Our readers would love to know more about your motivational speeches on ‘Making Positive Choices’.
‘Making Positive Choices’ was a part of the anti-drugs speeches that I used to do. Peer pressure exists in every society; sometimes it can be positive as well. The key in tackling peer pressure is to make positive choices. For example, if your three best friends are doing something negative, like drugs, and you have to make a positive choice by saying no, it is definitely not easy. You have to have a great amount of personal power to say no because most people generally have a follower mindset. When you make positive choices, you make your own decisions and don’t base these decisions on what somebody else is doing. When I do my speeches, I tell kids how to say no and why to say no. When I tell kids the steps to become a powerful person, they do not need drugs anymore. One of the most important ways to becoming a powerful person is to set a goal, put it down on paper and do something. Whatever your goal might be, you have to set a time limit for it as well. Because if you say I’m going to be happy someday, that will never happen. So you need to set a goal and a deadline for yourself and say, for example, “I’m going to be happy by the end of this month”. If kids have something to live for, then it takes away the need to escape that are coupled with the dangers of drugs.
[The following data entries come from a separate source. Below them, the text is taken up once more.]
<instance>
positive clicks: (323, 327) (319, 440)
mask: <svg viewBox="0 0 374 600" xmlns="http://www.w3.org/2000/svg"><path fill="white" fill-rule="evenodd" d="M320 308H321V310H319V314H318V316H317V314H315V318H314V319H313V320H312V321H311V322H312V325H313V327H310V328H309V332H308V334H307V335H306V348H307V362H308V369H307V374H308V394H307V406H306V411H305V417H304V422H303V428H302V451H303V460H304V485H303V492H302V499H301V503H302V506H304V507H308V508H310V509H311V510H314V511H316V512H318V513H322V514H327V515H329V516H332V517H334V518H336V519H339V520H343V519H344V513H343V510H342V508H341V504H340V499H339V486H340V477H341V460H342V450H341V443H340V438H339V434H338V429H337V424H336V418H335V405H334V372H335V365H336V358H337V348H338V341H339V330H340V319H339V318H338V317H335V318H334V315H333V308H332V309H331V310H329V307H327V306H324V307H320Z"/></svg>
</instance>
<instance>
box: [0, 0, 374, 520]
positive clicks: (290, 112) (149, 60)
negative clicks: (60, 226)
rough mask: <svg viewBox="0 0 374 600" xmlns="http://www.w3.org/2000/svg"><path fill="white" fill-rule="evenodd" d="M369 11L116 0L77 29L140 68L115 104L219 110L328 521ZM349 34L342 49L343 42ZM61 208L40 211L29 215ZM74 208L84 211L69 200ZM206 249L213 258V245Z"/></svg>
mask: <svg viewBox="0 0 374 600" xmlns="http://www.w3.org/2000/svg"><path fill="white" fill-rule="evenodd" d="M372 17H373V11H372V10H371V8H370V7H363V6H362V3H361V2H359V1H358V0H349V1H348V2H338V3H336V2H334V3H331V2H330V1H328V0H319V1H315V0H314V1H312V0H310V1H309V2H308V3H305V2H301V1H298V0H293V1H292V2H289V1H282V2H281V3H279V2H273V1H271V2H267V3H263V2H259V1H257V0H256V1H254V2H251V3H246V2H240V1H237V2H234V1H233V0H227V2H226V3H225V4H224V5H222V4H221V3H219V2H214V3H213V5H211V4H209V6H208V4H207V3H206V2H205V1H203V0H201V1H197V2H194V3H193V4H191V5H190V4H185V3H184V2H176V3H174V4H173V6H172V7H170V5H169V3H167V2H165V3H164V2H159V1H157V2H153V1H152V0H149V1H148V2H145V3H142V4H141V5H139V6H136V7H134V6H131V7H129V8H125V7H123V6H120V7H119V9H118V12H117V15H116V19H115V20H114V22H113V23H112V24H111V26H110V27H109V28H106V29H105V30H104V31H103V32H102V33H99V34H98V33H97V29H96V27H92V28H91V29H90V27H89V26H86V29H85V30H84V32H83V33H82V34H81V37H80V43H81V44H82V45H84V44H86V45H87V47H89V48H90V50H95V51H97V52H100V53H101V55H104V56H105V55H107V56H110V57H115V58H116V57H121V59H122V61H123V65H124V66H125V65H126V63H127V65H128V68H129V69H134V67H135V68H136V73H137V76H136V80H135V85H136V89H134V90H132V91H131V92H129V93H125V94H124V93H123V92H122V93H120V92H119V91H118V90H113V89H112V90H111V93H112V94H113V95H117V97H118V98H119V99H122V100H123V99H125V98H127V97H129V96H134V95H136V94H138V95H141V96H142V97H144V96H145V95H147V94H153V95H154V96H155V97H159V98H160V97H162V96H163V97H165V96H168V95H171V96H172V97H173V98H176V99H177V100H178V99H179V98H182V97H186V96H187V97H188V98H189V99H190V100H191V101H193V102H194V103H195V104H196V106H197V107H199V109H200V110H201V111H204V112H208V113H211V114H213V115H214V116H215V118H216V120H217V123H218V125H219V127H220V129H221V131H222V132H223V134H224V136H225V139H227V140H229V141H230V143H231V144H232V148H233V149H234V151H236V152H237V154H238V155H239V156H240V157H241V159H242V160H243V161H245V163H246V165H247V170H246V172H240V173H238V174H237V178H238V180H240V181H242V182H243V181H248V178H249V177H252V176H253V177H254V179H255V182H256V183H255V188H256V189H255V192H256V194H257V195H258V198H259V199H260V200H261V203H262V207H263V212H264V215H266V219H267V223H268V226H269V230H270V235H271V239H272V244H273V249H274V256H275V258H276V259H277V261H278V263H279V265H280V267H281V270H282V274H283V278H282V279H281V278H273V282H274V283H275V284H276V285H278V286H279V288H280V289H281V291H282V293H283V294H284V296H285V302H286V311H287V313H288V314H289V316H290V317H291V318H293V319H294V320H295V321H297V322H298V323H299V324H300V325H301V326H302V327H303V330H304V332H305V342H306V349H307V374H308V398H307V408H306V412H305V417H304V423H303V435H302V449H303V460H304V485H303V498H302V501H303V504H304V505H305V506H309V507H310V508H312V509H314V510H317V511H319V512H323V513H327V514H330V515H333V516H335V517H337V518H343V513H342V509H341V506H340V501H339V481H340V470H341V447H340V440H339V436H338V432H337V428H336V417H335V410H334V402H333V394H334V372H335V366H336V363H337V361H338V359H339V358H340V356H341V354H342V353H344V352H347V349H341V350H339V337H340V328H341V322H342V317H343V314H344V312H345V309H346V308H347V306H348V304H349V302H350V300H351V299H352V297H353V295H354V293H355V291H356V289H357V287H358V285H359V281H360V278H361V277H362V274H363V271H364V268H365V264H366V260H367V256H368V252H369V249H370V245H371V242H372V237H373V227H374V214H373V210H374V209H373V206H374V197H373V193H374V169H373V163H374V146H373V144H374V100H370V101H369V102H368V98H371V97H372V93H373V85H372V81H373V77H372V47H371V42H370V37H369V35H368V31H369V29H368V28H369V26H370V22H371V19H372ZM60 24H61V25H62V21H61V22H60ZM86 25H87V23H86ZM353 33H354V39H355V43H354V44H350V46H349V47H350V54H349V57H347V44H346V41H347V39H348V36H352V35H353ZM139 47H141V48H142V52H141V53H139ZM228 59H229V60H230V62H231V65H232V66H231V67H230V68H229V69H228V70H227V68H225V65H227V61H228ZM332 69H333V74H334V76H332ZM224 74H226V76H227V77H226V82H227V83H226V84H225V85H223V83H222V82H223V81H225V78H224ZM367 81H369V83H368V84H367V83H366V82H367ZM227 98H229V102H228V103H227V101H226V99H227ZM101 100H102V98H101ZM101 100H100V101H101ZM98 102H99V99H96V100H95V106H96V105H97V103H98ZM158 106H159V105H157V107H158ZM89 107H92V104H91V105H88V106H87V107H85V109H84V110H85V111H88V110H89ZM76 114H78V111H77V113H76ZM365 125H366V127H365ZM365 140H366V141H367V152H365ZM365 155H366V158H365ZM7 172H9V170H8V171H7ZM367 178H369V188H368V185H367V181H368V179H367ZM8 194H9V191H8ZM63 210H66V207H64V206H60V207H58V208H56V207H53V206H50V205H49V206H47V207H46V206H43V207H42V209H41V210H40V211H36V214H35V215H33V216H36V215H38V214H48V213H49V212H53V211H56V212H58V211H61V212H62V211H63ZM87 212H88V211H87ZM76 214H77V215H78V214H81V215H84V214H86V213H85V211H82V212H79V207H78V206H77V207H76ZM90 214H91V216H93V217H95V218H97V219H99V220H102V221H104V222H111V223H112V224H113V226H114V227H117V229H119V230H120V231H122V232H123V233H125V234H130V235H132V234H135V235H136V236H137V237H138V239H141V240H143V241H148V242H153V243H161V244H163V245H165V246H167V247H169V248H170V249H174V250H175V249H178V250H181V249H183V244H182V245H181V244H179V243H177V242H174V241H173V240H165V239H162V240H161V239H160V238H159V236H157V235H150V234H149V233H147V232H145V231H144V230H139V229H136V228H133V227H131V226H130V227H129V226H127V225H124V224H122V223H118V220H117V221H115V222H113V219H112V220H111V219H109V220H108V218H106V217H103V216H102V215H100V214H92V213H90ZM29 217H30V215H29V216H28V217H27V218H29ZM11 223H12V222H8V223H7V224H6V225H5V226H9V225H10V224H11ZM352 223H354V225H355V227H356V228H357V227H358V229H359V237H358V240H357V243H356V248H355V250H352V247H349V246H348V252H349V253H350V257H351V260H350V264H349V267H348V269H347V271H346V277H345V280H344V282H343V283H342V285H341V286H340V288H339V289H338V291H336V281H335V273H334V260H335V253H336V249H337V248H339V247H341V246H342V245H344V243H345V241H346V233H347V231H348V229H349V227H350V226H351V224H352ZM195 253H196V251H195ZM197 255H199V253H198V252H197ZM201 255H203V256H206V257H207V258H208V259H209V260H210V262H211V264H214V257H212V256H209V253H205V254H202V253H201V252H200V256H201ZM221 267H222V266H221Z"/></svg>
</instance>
Hopefully this causes the balance to shift in favour of living a drug-free life.
You have written a book ‘Bankroll’ and released a 6-set CD called ‘Get the Gold’. We would love to know more about this.
‘Bankroll’ is a book about film financing, which in reality it applies to a writer, actor, producer or anybody in the film business. Earlier, most books about film financing were like dissertations and very difficult to read. So, I decided to write a book on the same subject that’s actually exciting and fun to read. Last year, during the Sundance Film Festival, 12 people came up to me and told me they were fans of my book. In fact, one woman approached me and said that her film was being screened at the festival because of my book. My seminars usually last for about five hours. ‘Get the Gold’ CD set has about five and a half hours of focused material, which is the same as my seminar speech. The benefit is that you can listen to it over and over again.
Is there anyone in particular who has inspired you in your life?
Dr. Wayne Dyer has written a book titled ‘You’ll See It When You Believe It’, which is a philosophy I follow. I have been inspired by many spiritual people in my life, but he was the first one that I connected with. He has also written a book titled ‘The Power of Intention’, and I personally use the philosophy from that book in my life.
Do you have any advice for our young readers?
I love the phrase ‘people who succeed believe that they will’. There is also a quote by Henry Ford which says, ‘whether you think you can or you can’t, you’re right’. So you have to believe in yourself. Whatever it is that you want, you can achieve it, if you believe you can make it happen.
The way people feel about themselves is very important and so I try to provide steps to becoming a powerful person. Because such a person can never be bullied as they believe in themselves and have self-worth.